L'article L. 213-5 du code des procédures civiles d'exécution dispose que :

'La demande de paiement direct est faite par l'intermédiaire d'un huissier de justice.

Lorsqu'une administration publique est subrogée dans les droits d'un créancier d'aliments, elle peut elle-même former la demande de paiement direct et se prévaloir des dispositions des articles L. 152-1 et L. 152-2.

Lorsqu'un organisme débiteur de prestations familiales agit pour le compte d'un créancier d'aliments, il peut lui-même former la demande de paiement direct.'

L'article R. 213-1 du même code, dans sa rédaction applicable en l'espèce, précise que :

'Le créancier de la pension alimentaire peut charger tout huissier de justice du lieu de sa résidence de notifier la demande de paiement direct au tiers mentionné à l'article L. 213-1.

Celle-ci comprend, à peine de nullité, indication du nom et domicile du débiteur, l'énonciation du titre exécutoire, le décompte des sommes dues ainsi que le rappel des dispositions de l'article L. 213-2.

Dans les huit jours qui suivent, l'huissier de justice procède à cette notification par lettre recommandée avec demande d'avis de réception.

(...)

Le tiers débiteur accuse réception à l'huissier de justice de la demande de paiement direct dans les huit jours suivant la notification par un écrit qui précise s'il est ou non en mesure d'y donner suite.

Lorsqu'il notifie la demande de paiement direct au tiers débiteur, l'huissier de justice en avise simultanément le débiteur par lettre recommandée avec demande d'avis de réception qui comporte, à peine de nullité de la demande de paiement direct, le décompte des sommes dues en principal, intérêts et frais et le rappel des dispositions de l'article R. 213-6.'

En l'espèce, la CAF verse aux débats :

- un courrier de notification de paiement direct en date du 17 juin 2020 ayant pour destinataire la société Billionaire ;

- un courrier de notification de paiement direct en date du 17 décembre 2020 ayant le même destinataire.
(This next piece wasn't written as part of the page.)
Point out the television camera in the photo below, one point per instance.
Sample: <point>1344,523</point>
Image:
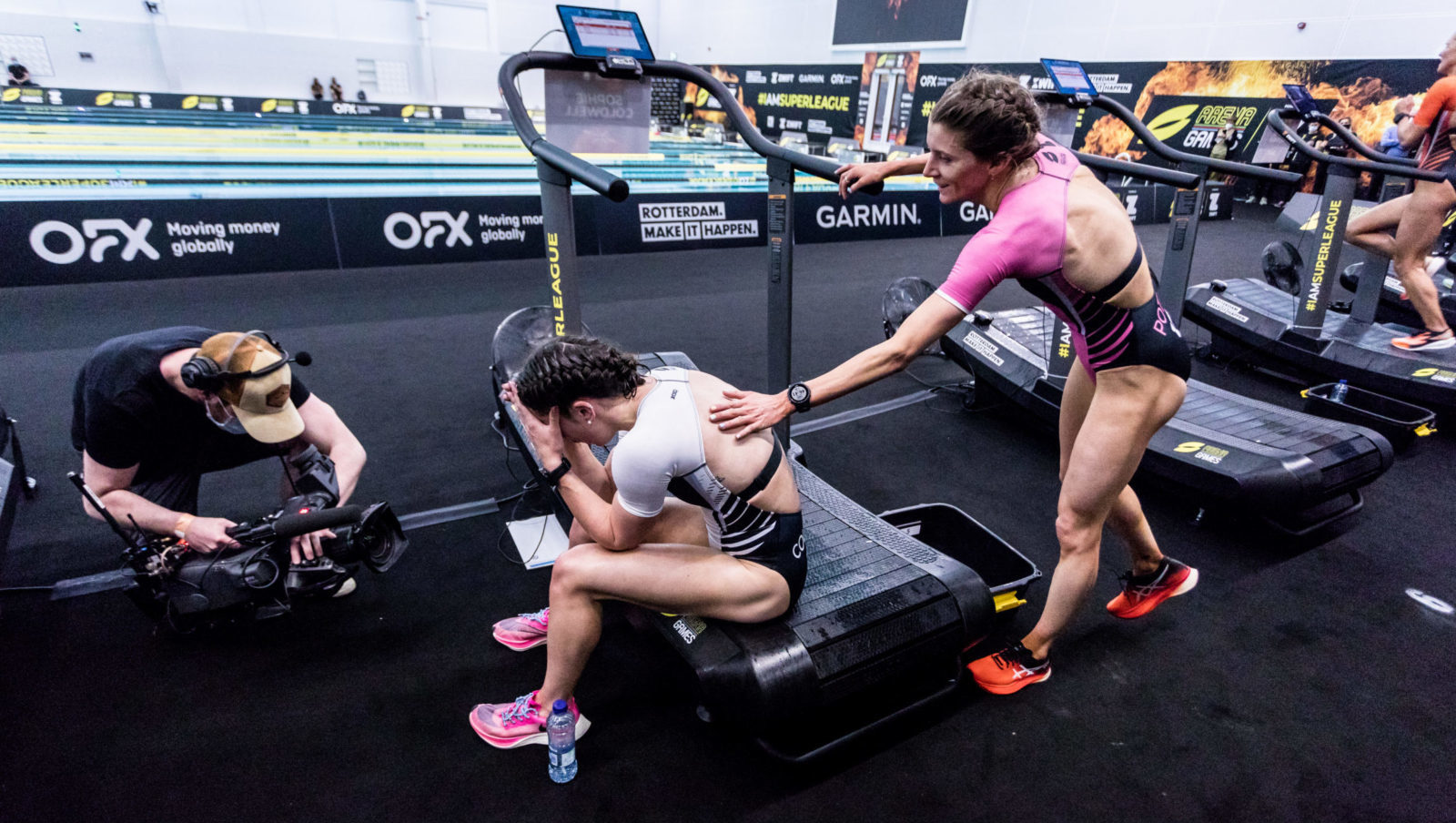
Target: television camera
<point>188,590</point>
Or, force est constater qu'en dépit des dispositions susvisées de l'article R. 213-1 du code des procédures civiles d'exécution, la CAF ne justifie pas qu'elle a adressé ces courriers par lettre recommandée avec accusé de réception et elle reconnaît même que celui du 17 décembre 2020 a été adressé par lettre simple.

Si, par courriel du 21 septembre 2021, Mme [E] [N] se présentant comme 'gestionnaire de paie' pour la société Billionaire, indiquait à la CAF qu' 'on lui (avait) faire suivre un mail indiquant qu'une saisie sur salaire à l'encontre de M. [I] [C] avait été envoyée au 16/12/2020', elle précisait également n'en avoir 'jamais eu le retour' et demandait que 'l'avis à tiers détenteur' lui soit renvoyé (pièce nº23 page 2) et si, en réponse Mme [Z] [P], technicien référent recouvrement des pensions alimentaires à la CAF, indiquait à Mme [N] qu'elle lui faisait parvenir 'ce jour la notification de paiement direct qui a été envoyée par (ses) services en décembre 2020', il n'est pas prouvé que le document pdf non dénommé joint à ce courriel corresponde à la notification de la procédure de paiement direct du 17 décembre 2020, ni d'ailleurs que ce courriel ne portant pas de date ait été reçu ou même adressé (pièce nº16 page 3)
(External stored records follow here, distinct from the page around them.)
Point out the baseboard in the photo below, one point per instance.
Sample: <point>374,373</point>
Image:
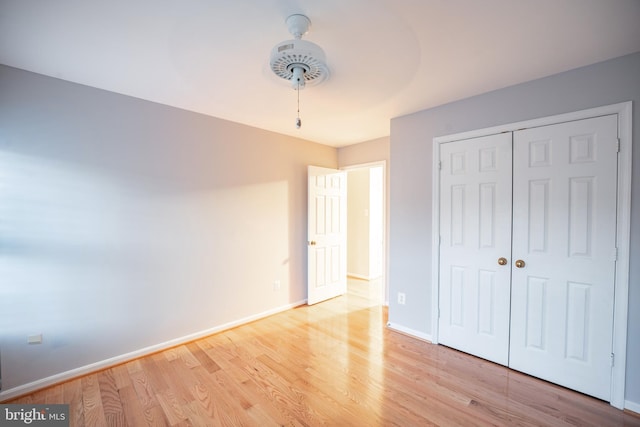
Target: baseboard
<point>632,406</point>
<point>411,332</point>
<point>117,360</point>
En outre, s'il est produit un courrier en date du 6 août 2021 intitulé 'dernière relance' adressé par la CAF le 12 août 2021 par pli recommandé avec demande d'avis de réception, non réclamé par la société Billionaire, il n'y était joint aucune notification du paiement direct précédemment adressé.
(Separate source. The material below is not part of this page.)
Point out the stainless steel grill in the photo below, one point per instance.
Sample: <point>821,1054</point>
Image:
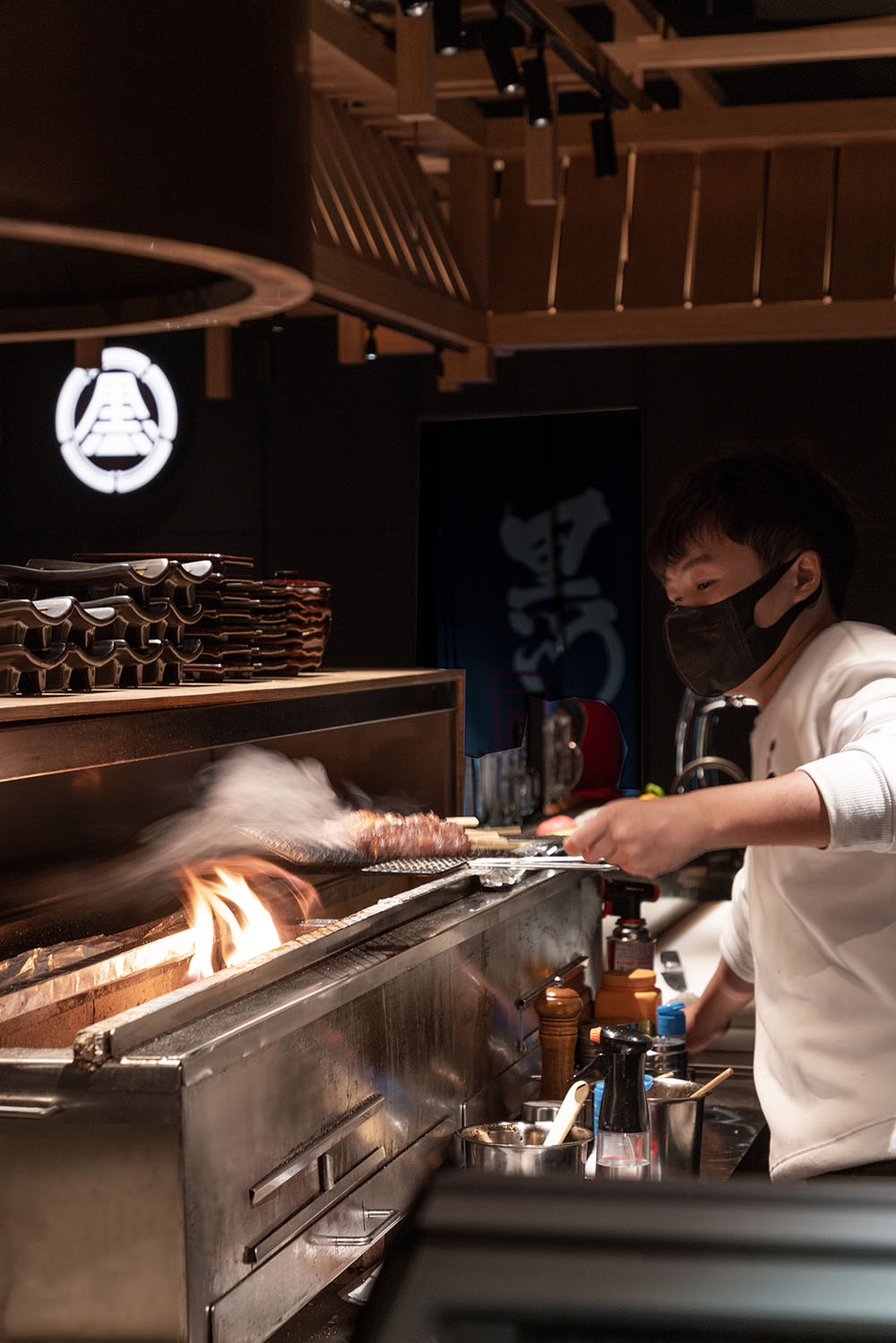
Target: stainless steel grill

Enfin, il n'est pas davantage justifié que, simultanément à la notification du paiement direct au tiers, le débiteur de la pension alimentaire, M. [I], en ait été avisé par lettre recommandée avec demande d'avis de réception conformément au dernier alinéa de l'article R. 213-1 susvisé.

En conséquence, en l'absence de respect des formalités imposées, les demandes de paiement direct n'ont pu produire aucun effet et la société Billionaire n'est pas devenue débitrice de la CAF qui ne peut donc lui réclamer paiement d'une quelconque somme au titre de la pension alimentaire due par M. [I].

Il convient donc de confirmer le jugement déféré en ce qu'il a débouté la CAF de toutes ses demandes et l'a condamnée aux dépens.

Partie perdante en appel, la CAF sera également condamnée aux dépens d'appel.

PAR CES MOTIFS

Confirme le jugement déféré ;

Condamne la caisse d'allocations familiales du Pas de Calais aux dépens d'appel.